I went through a short phase when I was little where I would douse them in ketchup, masking the taste. I eventually got over that and stopped eating them all together. I can eat them in things (like fried rice), but I just don’t love them, ya know?
I still try them frequently. Almost any time they are in front of me, I try them, hoping my taste buds have somehow changed since the last time I attempted.
Now we’re in Cambodia, and an egg literally comes with almost every single meal. No exaggeration. And I try them, every time. Fortunately it’s not the only component of the meal, so it’s not like I’m starving over here.

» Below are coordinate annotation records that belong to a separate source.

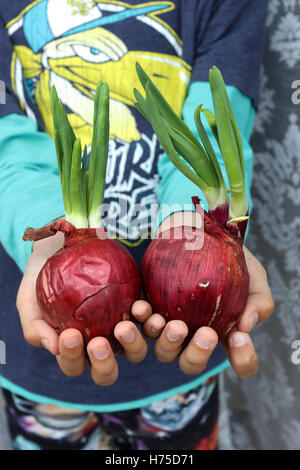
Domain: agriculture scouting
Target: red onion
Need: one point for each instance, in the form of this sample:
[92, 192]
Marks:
[203, 287]
[208, 285]
[90, 284]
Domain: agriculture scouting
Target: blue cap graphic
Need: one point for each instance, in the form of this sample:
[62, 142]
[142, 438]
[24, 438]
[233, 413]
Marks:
[39, 27]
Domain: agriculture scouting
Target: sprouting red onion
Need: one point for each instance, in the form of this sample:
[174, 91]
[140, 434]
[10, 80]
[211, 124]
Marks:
[203, 286]
[90, 284]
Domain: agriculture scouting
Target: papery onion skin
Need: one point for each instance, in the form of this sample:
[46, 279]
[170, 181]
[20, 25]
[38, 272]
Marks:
[206, 286]
[90, 284]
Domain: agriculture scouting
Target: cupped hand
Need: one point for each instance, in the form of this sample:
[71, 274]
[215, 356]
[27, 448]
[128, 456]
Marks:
[68, 347]
[237, 345]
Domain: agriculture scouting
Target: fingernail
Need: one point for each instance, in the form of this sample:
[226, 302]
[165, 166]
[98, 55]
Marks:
[45, 343]
[173, 335]
[238, 339]
[253, 321]
[203, 342]
[101, 352]
[128, 337]
[71, 342]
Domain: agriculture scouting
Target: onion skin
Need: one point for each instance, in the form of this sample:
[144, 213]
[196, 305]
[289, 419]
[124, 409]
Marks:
[202, 287]
[90, 284]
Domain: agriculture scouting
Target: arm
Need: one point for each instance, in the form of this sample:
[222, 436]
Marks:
[31, 195]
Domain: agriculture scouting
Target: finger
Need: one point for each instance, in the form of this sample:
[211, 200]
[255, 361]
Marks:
[104, 367]
[135, 347]
[141, 310]
[154, 326]
[241, 354]
[169, 344]
[71, 358]
[195, 356]
[260, 304]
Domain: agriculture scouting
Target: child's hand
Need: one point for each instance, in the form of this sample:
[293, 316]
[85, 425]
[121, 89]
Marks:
[238, 345]
[68, 347]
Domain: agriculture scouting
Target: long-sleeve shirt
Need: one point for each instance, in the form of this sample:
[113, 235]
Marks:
[73, 45]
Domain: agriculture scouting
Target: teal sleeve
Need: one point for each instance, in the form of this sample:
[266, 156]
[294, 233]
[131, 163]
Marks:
[30, 193]
[175, 190]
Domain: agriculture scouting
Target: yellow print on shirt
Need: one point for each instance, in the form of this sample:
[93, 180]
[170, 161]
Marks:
[70, 46]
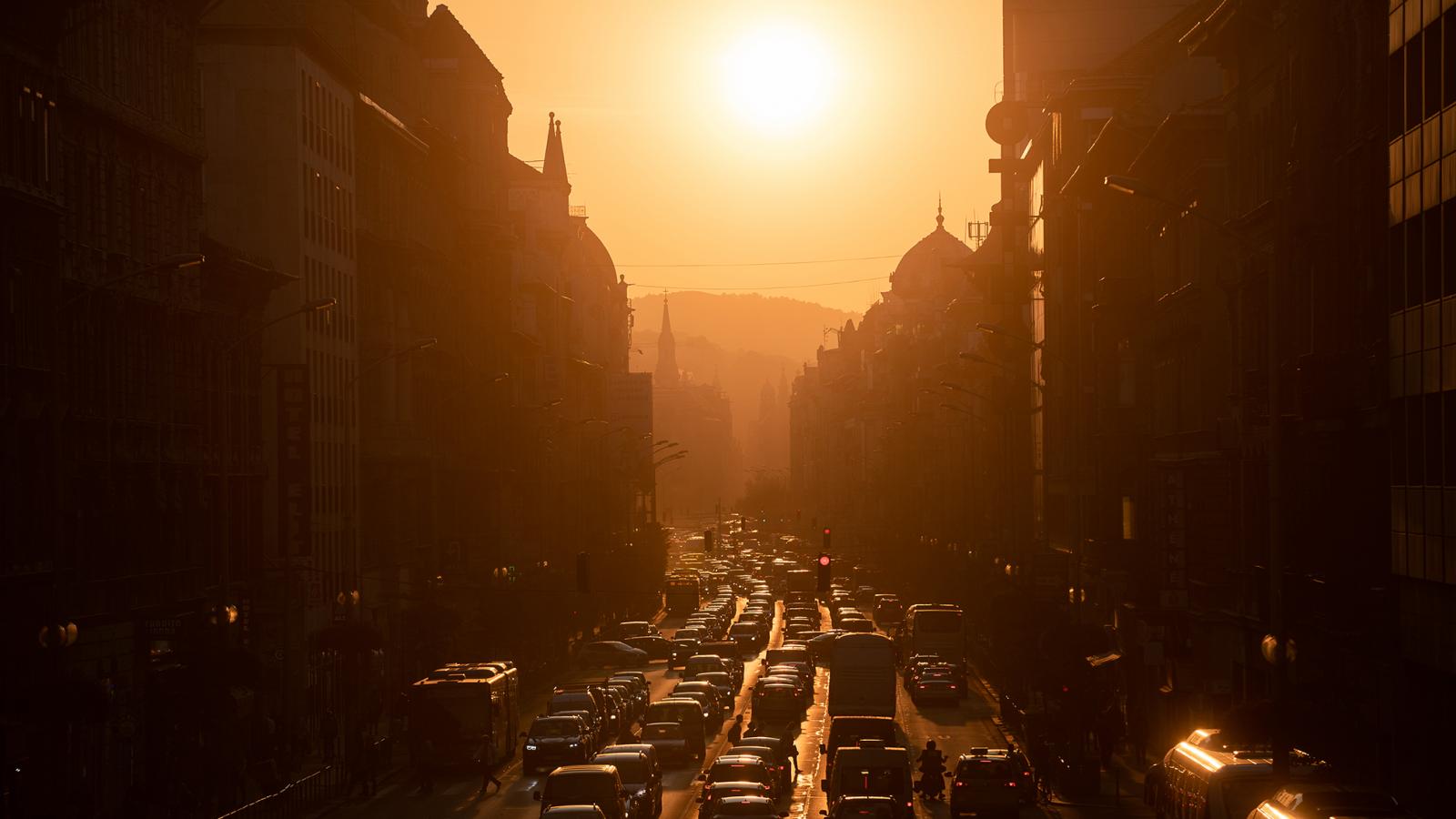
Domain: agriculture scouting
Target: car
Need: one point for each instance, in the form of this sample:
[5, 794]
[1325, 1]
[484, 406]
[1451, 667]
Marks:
[682, 649]
[823, 644]
[640, 778]
[776, 704]
[749, 807]
[669, 741]
[935, 682]
[717, 792]
[849, 731]
[574, 812]
[743, 768]
[746, 636]
[803, 694]
[986, 783]
[557, 741]
[686, 712]
[713, 710]
[723, 682]
[611, 653]
[635, 629]
[584, 784]
[775, 749]
[657, 647]
[705, 687]
[863, 807]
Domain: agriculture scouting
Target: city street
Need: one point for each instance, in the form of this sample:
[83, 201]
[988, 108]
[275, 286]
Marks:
[954, 729]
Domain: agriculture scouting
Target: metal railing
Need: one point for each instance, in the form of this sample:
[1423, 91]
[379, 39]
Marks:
[310, 793]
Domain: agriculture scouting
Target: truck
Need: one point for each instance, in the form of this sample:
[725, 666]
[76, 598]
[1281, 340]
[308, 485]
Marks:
[683, 593]
[935, 629]
[463, 707]
[803, 581]
[863, 676]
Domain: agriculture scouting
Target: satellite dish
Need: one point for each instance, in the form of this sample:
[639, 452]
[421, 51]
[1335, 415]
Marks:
[1006, 123]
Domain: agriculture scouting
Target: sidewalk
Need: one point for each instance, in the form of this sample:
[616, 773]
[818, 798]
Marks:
[533, 702]
[1120, 785]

The other day, we found a food cart to eat at in town. The food is super good and so cheap here! Like, $1.50 cheap. Per usual, it came with a fried egg on top. By this point the whole team is well aware that I don’t like eggs (and not mad about it because it means they get more food).
Even with that knowledge, we somehow got on the topic of not liking eggs. Janele asked me if it was a texture or taste thing, to which I replied that it was the taste. I followed up by reminding them all how much I wish I liked them.

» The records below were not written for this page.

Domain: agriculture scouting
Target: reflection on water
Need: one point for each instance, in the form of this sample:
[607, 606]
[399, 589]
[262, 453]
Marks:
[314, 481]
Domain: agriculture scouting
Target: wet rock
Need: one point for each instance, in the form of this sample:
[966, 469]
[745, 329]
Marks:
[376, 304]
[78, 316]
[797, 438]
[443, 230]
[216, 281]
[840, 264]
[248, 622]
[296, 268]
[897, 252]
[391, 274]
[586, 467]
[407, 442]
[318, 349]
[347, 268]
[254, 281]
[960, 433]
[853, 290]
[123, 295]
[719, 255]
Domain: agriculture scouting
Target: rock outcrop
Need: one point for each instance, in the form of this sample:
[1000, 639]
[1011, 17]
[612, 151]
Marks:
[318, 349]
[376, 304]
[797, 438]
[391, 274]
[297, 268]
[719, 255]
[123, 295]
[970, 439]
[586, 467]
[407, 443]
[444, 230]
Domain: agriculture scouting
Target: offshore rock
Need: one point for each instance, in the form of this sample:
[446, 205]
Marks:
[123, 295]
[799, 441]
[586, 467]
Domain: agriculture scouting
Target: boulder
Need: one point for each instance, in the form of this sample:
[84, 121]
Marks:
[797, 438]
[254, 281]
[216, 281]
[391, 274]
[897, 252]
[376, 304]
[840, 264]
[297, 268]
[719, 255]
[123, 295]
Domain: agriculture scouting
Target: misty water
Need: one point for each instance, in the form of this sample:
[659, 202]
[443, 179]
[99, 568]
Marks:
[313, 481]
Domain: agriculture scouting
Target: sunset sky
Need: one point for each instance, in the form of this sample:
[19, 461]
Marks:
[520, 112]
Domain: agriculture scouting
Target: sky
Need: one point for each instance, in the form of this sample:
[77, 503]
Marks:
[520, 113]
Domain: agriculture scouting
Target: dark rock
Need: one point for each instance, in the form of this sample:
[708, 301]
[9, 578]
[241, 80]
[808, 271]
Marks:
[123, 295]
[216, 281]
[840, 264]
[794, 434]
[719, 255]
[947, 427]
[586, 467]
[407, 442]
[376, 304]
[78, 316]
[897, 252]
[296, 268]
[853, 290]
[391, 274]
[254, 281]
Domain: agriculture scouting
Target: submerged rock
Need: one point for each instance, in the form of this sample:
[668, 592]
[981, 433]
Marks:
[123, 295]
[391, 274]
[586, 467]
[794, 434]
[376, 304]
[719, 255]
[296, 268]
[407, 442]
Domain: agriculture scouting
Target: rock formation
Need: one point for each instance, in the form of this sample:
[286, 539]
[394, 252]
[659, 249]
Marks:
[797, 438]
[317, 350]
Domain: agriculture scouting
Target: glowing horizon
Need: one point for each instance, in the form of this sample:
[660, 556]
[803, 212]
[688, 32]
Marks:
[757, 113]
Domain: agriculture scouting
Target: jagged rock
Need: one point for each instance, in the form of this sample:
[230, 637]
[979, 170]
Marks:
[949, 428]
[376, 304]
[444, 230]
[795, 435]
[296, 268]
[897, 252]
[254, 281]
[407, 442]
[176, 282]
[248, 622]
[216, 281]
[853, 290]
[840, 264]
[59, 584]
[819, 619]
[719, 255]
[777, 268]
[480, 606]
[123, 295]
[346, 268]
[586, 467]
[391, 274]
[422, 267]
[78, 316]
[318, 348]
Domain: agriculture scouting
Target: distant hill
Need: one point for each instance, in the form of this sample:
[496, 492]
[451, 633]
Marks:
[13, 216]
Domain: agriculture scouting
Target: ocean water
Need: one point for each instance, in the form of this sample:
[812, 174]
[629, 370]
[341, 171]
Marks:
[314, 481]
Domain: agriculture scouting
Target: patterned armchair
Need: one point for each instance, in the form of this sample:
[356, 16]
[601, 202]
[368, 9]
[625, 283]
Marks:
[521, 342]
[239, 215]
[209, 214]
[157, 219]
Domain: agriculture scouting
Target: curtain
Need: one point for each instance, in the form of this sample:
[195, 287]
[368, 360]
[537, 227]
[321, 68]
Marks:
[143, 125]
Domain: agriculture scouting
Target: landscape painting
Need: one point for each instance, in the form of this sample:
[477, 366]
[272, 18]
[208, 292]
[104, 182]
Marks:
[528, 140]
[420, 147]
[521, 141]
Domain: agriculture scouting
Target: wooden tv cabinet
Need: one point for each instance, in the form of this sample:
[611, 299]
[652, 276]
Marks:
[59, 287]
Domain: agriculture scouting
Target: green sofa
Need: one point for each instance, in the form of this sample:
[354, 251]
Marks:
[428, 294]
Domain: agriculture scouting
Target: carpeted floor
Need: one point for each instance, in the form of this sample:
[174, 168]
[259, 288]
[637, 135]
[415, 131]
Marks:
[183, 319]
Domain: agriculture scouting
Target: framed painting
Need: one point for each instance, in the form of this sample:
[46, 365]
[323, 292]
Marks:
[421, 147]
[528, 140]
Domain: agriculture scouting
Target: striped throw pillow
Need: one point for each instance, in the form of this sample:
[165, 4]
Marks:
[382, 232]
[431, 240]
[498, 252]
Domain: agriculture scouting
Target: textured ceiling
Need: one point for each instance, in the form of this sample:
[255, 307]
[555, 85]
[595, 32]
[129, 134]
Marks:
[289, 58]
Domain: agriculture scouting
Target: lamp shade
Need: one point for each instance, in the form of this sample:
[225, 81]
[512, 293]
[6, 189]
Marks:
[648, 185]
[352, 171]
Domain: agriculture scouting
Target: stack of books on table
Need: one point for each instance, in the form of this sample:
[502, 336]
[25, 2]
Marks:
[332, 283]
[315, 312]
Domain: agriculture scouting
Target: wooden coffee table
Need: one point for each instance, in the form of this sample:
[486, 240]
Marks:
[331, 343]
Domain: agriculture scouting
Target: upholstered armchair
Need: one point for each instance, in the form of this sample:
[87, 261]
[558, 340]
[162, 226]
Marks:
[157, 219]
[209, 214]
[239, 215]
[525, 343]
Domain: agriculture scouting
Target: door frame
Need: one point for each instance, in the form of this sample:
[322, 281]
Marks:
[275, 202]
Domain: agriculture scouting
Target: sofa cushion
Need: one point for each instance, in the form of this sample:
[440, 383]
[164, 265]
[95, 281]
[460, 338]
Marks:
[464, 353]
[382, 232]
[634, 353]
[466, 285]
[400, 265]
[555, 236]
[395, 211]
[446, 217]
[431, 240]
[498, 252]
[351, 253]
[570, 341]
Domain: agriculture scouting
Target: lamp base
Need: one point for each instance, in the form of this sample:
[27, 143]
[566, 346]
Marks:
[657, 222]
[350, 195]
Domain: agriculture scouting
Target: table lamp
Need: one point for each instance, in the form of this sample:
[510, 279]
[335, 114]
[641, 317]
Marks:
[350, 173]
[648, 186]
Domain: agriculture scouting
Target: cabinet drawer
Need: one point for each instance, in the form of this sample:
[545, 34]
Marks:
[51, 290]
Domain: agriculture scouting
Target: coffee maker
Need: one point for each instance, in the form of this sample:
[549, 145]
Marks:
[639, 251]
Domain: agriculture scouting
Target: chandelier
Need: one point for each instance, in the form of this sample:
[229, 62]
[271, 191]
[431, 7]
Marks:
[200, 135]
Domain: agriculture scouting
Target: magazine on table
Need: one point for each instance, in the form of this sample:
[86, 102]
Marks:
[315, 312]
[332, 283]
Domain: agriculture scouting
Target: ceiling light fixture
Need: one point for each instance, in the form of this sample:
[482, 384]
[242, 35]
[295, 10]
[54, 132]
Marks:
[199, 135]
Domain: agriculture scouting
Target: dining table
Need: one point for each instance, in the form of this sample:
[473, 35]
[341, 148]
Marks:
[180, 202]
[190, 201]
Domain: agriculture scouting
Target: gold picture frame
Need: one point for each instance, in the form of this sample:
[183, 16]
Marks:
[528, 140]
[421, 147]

Janele made a comment, stating that we should pray for my taste buds. I laughed and told her she should. She replied, telling me not to say that unless I was serious, because she was going to pray if I was. Again, I told her she should because I’d love to like eggs.
So, she prayed.
After she finished, we all lifted our heads and went on with our lunch. A couple minutes later, Kristie held out the leftover egg from my plate and asked it I wanted to try it now. I grabbed it from her, curious.
I had a moment before trying it where I hesitated, knowing the whole team was staring at me. I laughed, commenting on the pressure I felt of liking the egg, and wanting to be honest about how it actually tasted.

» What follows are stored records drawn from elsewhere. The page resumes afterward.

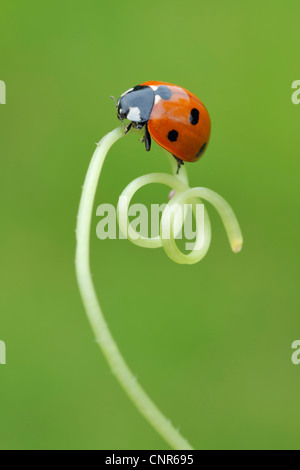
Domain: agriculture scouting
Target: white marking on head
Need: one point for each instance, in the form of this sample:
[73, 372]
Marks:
[134, 114]
[125, 92]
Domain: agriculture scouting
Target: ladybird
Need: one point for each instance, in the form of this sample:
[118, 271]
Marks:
[173, 116]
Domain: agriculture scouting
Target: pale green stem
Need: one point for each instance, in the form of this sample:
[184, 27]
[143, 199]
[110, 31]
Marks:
[103, 335]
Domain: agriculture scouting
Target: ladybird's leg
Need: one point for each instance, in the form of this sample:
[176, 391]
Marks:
[128, 128]
[179, 163]
[147, 138]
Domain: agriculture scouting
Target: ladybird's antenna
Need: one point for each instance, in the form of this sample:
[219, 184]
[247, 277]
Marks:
[114, 99]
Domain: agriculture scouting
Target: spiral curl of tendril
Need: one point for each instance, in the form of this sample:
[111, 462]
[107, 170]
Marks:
[183, 194]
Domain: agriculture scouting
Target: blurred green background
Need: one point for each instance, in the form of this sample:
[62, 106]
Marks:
[211, 343]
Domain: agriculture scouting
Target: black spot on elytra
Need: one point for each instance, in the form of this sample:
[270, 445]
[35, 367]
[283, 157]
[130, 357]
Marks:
[201, 150]
[194, 116]
[164, 92]
[173, 135]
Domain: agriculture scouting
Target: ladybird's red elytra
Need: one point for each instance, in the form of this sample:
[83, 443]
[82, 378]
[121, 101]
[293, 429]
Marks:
[173, 116]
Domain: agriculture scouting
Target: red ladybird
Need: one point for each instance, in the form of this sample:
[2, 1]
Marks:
[174, 117]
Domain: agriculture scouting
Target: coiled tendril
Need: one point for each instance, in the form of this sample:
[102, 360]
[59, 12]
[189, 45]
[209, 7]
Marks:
[184, 194]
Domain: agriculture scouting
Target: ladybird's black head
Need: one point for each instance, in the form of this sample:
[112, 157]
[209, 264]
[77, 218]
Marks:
[123, 108]
[136, 104]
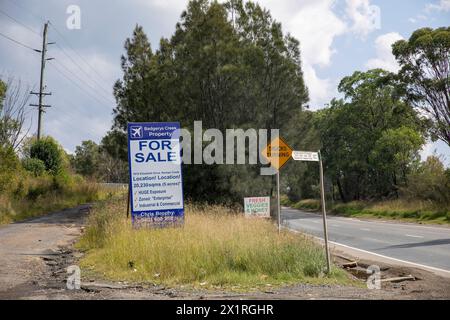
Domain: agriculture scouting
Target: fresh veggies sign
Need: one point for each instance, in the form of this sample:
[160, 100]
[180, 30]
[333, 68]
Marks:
[257, 206]
[156, 188]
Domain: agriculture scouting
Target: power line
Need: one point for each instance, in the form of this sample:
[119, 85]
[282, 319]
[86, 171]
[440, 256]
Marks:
[18, 5]
[108, 99]
[84, 72]
[19, 43]
[81, 80]
[81, 57]
[76, 84]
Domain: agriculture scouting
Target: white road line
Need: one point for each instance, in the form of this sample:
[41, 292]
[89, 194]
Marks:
[395, 259]
[374, 221]
[413, 236]
[442, 271]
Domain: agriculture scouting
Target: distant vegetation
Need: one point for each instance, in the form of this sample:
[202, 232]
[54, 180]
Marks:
[40, 182]
[35, 176]
[232, 66]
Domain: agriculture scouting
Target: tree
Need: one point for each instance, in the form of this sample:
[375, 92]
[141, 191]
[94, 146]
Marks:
[13, 100]
[356, 132]
[93, 161]
[228, 65]
[86, 158]
[429, 180]
[425, 69]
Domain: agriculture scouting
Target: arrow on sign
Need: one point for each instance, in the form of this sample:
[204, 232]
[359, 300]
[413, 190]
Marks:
[305, 156]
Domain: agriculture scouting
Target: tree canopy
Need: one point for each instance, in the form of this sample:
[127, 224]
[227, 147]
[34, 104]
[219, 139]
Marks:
[425, 70]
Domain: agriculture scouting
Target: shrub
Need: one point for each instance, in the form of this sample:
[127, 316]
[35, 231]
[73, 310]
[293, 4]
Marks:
[430, 181]
[9, 168]
[49, 152]
[35, 166]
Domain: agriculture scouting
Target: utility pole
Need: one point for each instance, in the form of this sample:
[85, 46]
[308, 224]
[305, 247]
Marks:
[41, 92]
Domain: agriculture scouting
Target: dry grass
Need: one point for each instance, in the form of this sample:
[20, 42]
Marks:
[215, 248]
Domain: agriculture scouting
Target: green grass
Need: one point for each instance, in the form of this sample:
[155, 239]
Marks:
[216, 248]
[401, 209]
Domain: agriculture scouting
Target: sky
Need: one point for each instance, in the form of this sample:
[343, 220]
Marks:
[337, 37]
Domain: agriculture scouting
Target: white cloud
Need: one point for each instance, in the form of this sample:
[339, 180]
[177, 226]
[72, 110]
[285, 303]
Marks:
[320, 90]
[315, 25]
[170, 5]
[443, 5]
[364, 16]
[385, 59]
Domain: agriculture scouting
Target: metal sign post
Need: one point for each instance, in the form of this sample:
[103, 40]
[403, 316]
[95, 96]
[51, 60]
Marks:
[277, 152]
[278, 202]
[316, 157]
[324, 214]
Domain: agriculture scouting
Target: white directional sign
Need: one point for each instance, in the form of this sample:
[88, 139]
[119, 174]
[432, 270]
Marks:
[305, 156]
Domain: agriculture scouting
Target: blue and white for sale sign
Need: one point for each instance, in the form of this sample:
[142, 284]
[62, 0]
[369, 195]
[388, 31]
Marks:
[156, 188]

So, I tried the fried egg. I chewed slowly, well aware that everyone’s eyes were on me. The taste wasn’t horrible. They encouraged me to try it with the rice, and when I did, it wasn’t bad. I was hesitant, almost questioning if I had made it up in my mind.
I mentioned that I don’t normally try eggs with things (like the meal). I usually try them alone, and maybe that was the difference. Really, just second guessing that this could be real.
Janele responded with a great point. She said that maybe all I needed was a new perspective (aka, trying the eggs with other food). Maybe that’s what the Lord gave me in that moment, and that’s all I needed.
I still try eggs at every meal they’re presented, and since that prayer, I still don’t love them. So anticlimactic, isn’t it? Even still, I think the Lord used that moment to teach me something, regardless of whether I like eggs now or not.
How often do we just need a shift in perspective, rather than a shift in circumstances? More often than not, probably.
And how often do we step out and pray for something like that? Hardly ever, it seems. I’m so thankful that Janele boldly prayed for my taste buds to change. And I’m still hopeful that they can.
UPDATE: I have tried scrambled eggs and a few fried eggs the last couple days and I’ve actually LIKED them! God is pretty cool, don’tcha think?